Mas, devo confessar que tenho sonhos de ainda viver numa sociedade onde o amor seja a única Lei; a única regra a ser seguida. Nossos problemas estariam todos resolvidos. E seria tudo tão simples, meu Deus! Santo Agostinho tinha razão ao dizer que quem ama tudo pode. “Ama e faz o que quiseres. Se calares, calarás com amor; se gritares, gritarás com amor; se corrigires, corrigirás com amor; se perdoares, perdoarás com amor. Se tiveres o amor enraizado em ti, nenhuma coisa senão o amor serão os teus frutos.” Creio que não estou sonhando demais pensando assim, querendo um novo ano dessa forma. Porque só o amor importa. Tudo o mais é bijuteria, é adereço, é quinquilharia. Esse é o meu sonho. É difícil? É, é claro que é. Mas gosto dos sonhos difíceis.
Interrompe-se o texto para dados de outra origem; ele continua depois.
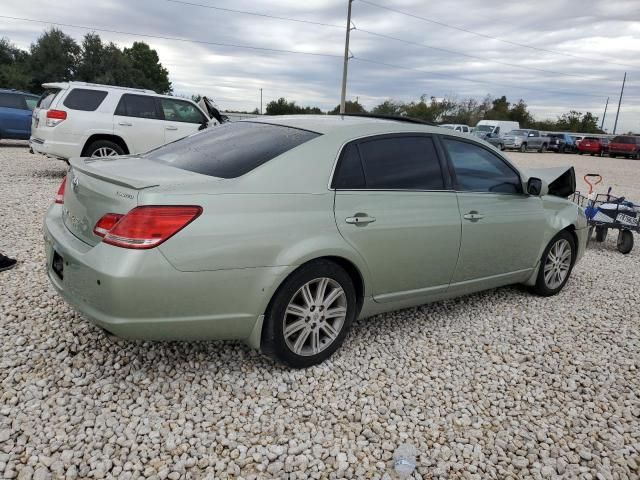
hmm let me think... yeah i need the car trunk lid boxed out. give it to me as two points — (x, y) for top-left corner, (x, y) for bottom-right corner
(63, 156), (210, 246)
Sempre gostei dos grandes desafios. Sou, no meu íntimo, um sentimental. Sinto saudades de um tempo que ainda não vivi. Talvez padre Zezinho tenha razão ao dizer que “essa fome de felicidade, É saudade do paraíso, É saudade do infinito, É saudade que a gente tem, É saudade que a gente tem.” Saudade de que, exatamente? A filosofia não sabe o que dizer a respeito disso. Felizmente a teologia sabe: é saudade de Deus, lembrança do paraíso perdido. Então, que nesse novo ano nos reaproximemos mais e mais de Deus, desse Deus que é puro amor, que nos ama apesar de nossas limitações, de nossos constantes erros.
E que apenas Deus nos baste, Amém! Um feliz 2010 a todos nós e que sejamos capazes de amar.